波面の揃った超短パルスレーザー光は、階段ミラーによって分割され、最適な時間遅れを持ちながら、ターゲット上へ到達します。



図8-2 進行波励起の効果

プラズマの長さ(増幅媒質の長さ)に対して、軟X線レーザー光の強度をプロットしたものです。は進行波励起を用いたもので、進行波励起を用いなかった場合()に比べて、増幅効率が上がっていることがわかります。進行波励起を用いることによりプラズマ長さ0.43 cm以上で飽和強度に到達しました。
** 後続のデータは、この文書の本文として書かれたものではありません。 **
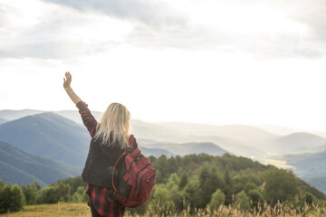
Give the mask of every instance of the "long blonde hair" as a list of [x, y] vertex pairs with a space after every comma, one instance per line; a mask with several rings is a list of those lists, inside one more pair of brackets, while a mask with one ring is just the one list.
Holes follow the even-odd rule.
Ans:
[[94, 138], [101, 138], [106, 146], [111, 146], [114, 144], [126, 149], [129, 135], [130, 112], [122, 104], [110, 104], [99, 119]]

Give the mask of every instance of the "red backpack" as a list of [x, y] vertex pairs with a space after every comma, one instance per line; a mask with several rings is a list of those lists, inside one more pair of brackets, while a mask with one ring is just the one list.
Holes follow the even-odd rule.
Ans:
[[[108, 198], [109, 201], [112, 201], [112, 197], [118, 199], [126, 207], [137, 207], [149, 199], [155, 184], [156, 171], [150, 161], [140, 153], [133, 135], [130, 135], [129, 144], [133, 148], [127, 148], [114, 165], [112, 172], [114, 190]], [[122, 156], [125, 156], [125, 165], [121, 162], [123, 169], [119, 173], [119, 183], [114, 184], [114, 171]]]

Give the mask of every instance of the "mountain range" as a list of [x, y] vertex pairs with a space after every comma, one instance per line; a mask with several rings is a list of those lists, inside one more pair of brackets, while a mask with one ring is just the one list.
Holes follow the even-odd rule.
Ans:
[[[101, 113], [93, 111], [92, 114], [99, 118]], [[78, 111], [0, 110], [0, 118], [3, 120], [2, 124], [0, 122], [1, 141], [30, 155], [83, 166], [91, 137], [82, 125]], [[132, 133], [146, 156], [158, 157], [161, 155], [172, 156], [199, 153], [220, 156], [229, 153], [258, 161], [284, 156], [282, 160], [294, 166], [295, 173], [307, 178], [308, 183], [308, 178], [312, 175], [326, 175], [321, 168], [322, 165], [318, 163], [321, 158], [317, 155], [326, 150], [326, 139], [312, 133], [278, 136], [244, 125], [147, 123], [137, 119], [132, 119], [131, 123]], [[290, 154], [302, 155], [294, 157]], [[294, 162], [293, 157], [307, 162]], [[311, 173], [305, 175], [301, 171]]]
[[82, 166], [90, 137], [82, 126], [54, 113], [24, 117], [0, 125], [0, 140], [29, 154]]
[[46, 186], [58, 179], [80, 175], [82, 168], [33, 156], [0, 141], [0, 179], [5, 182], [38, 182]]

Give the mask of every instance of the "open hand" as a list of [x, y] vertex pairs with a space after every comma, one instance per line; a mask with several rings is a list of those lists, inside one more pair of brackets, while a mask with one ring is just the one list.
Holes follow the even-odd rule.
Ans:
[[72, 75], [69, 71], [65, 72], [64, 74], [65, 79], [63, 78], [63, 88], [67, 89], [70, 88], [70, 84], [72, 83]]

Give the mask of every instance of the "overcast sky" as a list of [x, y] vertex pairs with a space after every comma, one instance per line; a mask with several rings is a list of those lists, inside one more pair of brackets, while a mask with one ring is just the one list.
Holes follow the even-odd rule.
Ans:
[[324, 0], [0, 0], [0, 109], [326, 131]]

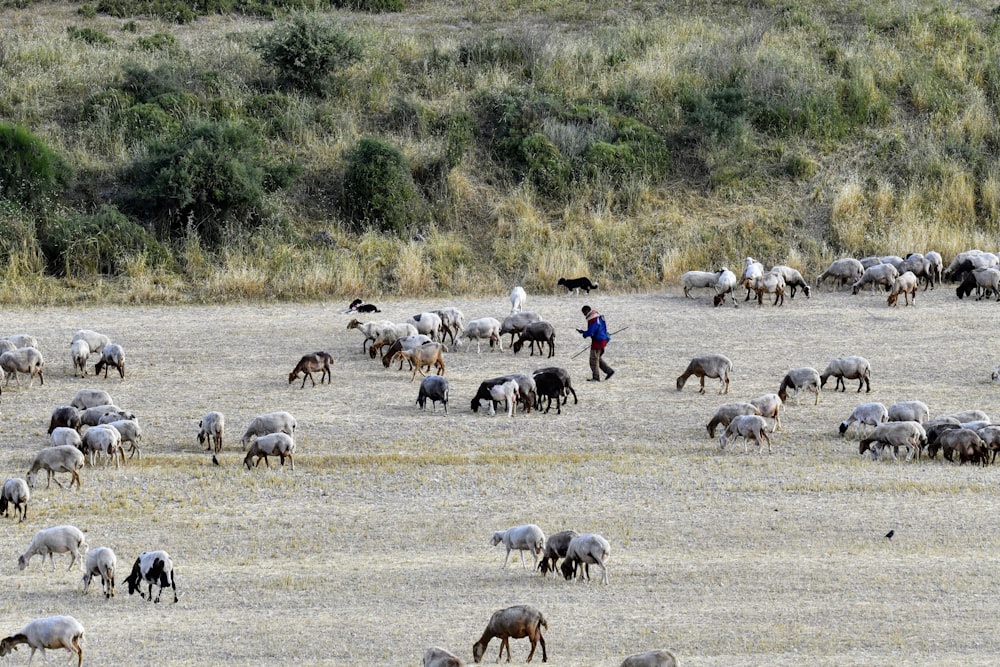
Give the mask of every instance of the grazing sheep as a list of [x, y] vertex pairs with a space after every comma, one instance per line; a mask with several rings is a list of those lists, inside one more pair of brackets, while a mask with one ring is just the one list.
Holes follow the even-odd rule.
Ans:
[[719, 426], [725, 428], [733, 421], [733, 417], [739, 415], [759, 415], [760, 408], [752, 403], [723, 403], [708, 421], [708, 437], [715, 438], [715, 429]]
[[206, 451], [215, 446], [216, 452], [222, 451], [222, 435], [226, 430], [226, 416], [221, 412], [209, 412], [198, 422], [198, 444], [208, 443]]
[[94, 366], [94, 375], [100, 375], [101, 369], [104, 369], [104, 377], [108, 377], [108, 368], [111, 367], [117, 368], [118, 375], [125, 379], [125, 350], [117, 343], [104, 346], [101, 360]]
[[510, 552], [515, 549], [521, 556], [522, 568], [525, 567], [525, 551], [531, 552], [532, 558], [535, 559], [532, 569], [538, 568], [538, 557], [542, 555], [542, 550], [545, 548], [545, 533], [542, 532], [541, 528], [533, 523], [527, 523], [523, 526], [508, 528], [507, 530], [498, 530], [490, 538], [490, 544], [495, 547], [501, 542], [507, 547], [507, 556], [503, 559], [503, 565], [500, 566], [501, 569], [507, 567], [507, 561], [510, 560]]
[[427, 399], [431, 401], [431, 412], [437, 411], [437, 403], [444, 405], [444, 413], [448, 414], [448, 380], [440, 375], [428, 375], [420, 381], [420, 391], [417, 392], [417, 405], [421, 410], [427, 408]]
[[76, 392], [76, 396], [70, 401], [77, 410], [86, 410], [97, 405], [114, 405], [111, 394], [101, 389], [81, 389]]
[[823, 284], [827, 278], [834, 281], [834, 289], [839, 290], [847, 283], [858, 281], [865, 272], [865, 267], [853, 257], [835, 260], [826, 271], [816, 276], [816, 287]]
[[510, 314], [520, 313], [524, 310], [524, 304], [528, 302], [528, 295], [524, 288], [518, 285], [510, 291]]
[[722, 389], [719, 390], [720, 394], [729, 393], [729, 372], [733, 370], [733, 362], [729, 360], [728, 357], [721, 354], [703, 354], [701, 356], [695, 357], [689, 363], [687, 368], [681, 373], [677, 378], [677, 391], [684, 388], [684, 383], [687, 379], [694, 375], [701, 380], [701, 388], [698, 390], [699, 394], [705, 393], [705, 378], [718, 378], [719, 382], [722, 383]]
[[14, 516], [20, 513], [17, 520], [21, 523], [28, 518], [28, 501], [31, 500], [31, 489], [28, 483], [20, 477], [11, 477], [3, 483], [0, 489], [0, 516], [10, 515], [10, 506], [14, 506]]
[[[148, 585], [148, 594], [142, 593], [142, 582]], [[143, 551], [135, 559], [132, 565], [132, 572], [125, 577], [128, 584], [128, 594], [132, 595], [139, 591], [139, 597], [144, 600], [152, 600], [154, 603], [160, 601], [160, 593], [168, 585], [174, 591], [174, 602], [177, 602], [177, 583], [174, 581], [174, 563], [170, 560], [170, 555], [166, 551]], [[159, 587], [156, 591], [156, 598], [153, 598], [153, 585]]]
[[541, 571], [542, 576], [556, 571], [556, 564], [560, 558], [566, 557], [566, 550], [569, 548], [569, 543], [577, 535], [579, 533], [575, 530], [560, 530], [554, 535], [549, 535], [548, 539], [545, 540], [545, 552], [538, 563], [538, 569]]
[[83, 377], [87, 377], [87, 359], [90, 358], [90, 346], [87, 345], [87, 341], [82, 338], [73, 341], [69, 348], [69, 358], [73, 362], [73, 377], [76, 377], [77, 371], [80, 371]]
[[44, 567], [45, 557], [48, 556], [49, 564], [52, 565], [54, 572], [56, 563], [52, 554], [65, 553], [70, 556], [67, 570], [71, 569], [73, 563], [76, 562], [79, 562], [80, 569], [83, 569], [83, 554], [87, 553], [87, 538], [84, 537], [83, 531], [76, 526], [43, 528], [31, 538], [28, 549], [17, 559], [17, 567], [19, 570], [24, 570], [34, 556], [42, 557], [42, 567]]
[[42, 367], [45, 365], [45, 360], [42, 359], [42, 353], [33, 347], [19, 347], [16, 350], [11, 350], [10, 352], [4, 352], [0, 354], [0, 371], [2, 371], [7, 376], [7, 381], [4, 386], [10, 384], [10, 377], [14, 376], [14, 382], [18, 387], [21, 386], [21, 380], [17, 377], [18, 373], [28, 374], [28, 386], [31, 386], [31, 381], [38, 376], [40, 384], [45, 384], [45, 375], [42, 373]]
[[930, 421], [931, 411], [923, 401], [897, 401], [889, 406], [889, 421]]
[[575, 292], [580, 293], [580, 290], [584, 290], [587, 294], [590, 294], [590, 290], [597, 289], [597, 283], [590, 282], [590, 278], [586, 276], [582, 278], [560, 278], [556, 285], [562, 285], [566, 288], [566, 293]]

 私たちは、これまでに発振が確認されていたニッケル様錫イオン軟X線レーザー(波長12 nm、nmは10−9 m)を、さらに効率良く増幅させる工夫を行いました。通常、軟X線レーザーでは5〜6 mm程度の長さの高温高密度の多価イオンプラズマを増幅媒質として用います。このプラズマは、数ps(psは10−12 秒)の時間幅の励起レーザー光を固体ターゲットにパルス照射することによって作り出されますが、プラズマの温度が下がると増幅効果が無くなってしまいます。ニッケル様錫イオンを増幅媒質とする場合、増幅効果の寿命は5 ps程度であり、これは光の伝播距離にして1.5 mmの長さにしかなりません。したがって増幅媒質の一方の端から他方の端へ光が伝搬しながら増幅していく間に増幅効果が無くなり、結果として強い増幅を得ることができなくなります。
 我々はその解決方法として、励起レーザー光の集光光学系の中に階段状のミラーを導入することで、励起レーザー光の波面をずらすことにしました(図8-1)。このような励起方法を進行波励起と呼びます。階段状のミラーは、縦150 mm、横150 mmのベースプレートに横幅25 mmの6個の多層膜ミラーを圧着したもので、この実験用に特別に製作したものです。階段状のミラーにより分割された励起レーザー光は、ある時間遅れを持ちながらターゲット上に到達することになります。階段状ミラーのステップの大きさを最適化することにより、この時間遅れを調整し、媒質中を増幅しながら伝播していく軟X線が常に最適の条件で増幅されることが可能となります。図8-2に進行波励起を用いた場合と同時照射した場合とのニッケル様錫レーザーの増幅曲線を示します。進行波励起により利得係数は14 cm−1から30 cm−1に改善され、媒質長4.3 mm以降で飽和強度に到達したことを確認しました。飽和増幅時の1パルス当たりのエネルギーは約15μmJ、出力強度は4×1010 W/cm2であり、現段階の実験室サイズの軟X線レーザーとしては最も高効率となりました。



参考文献
T. Kawachi et al., X-ray Laser Research at JAERI, IEEE/LEOS Annual Conference Proceedings 2001,457 (2001).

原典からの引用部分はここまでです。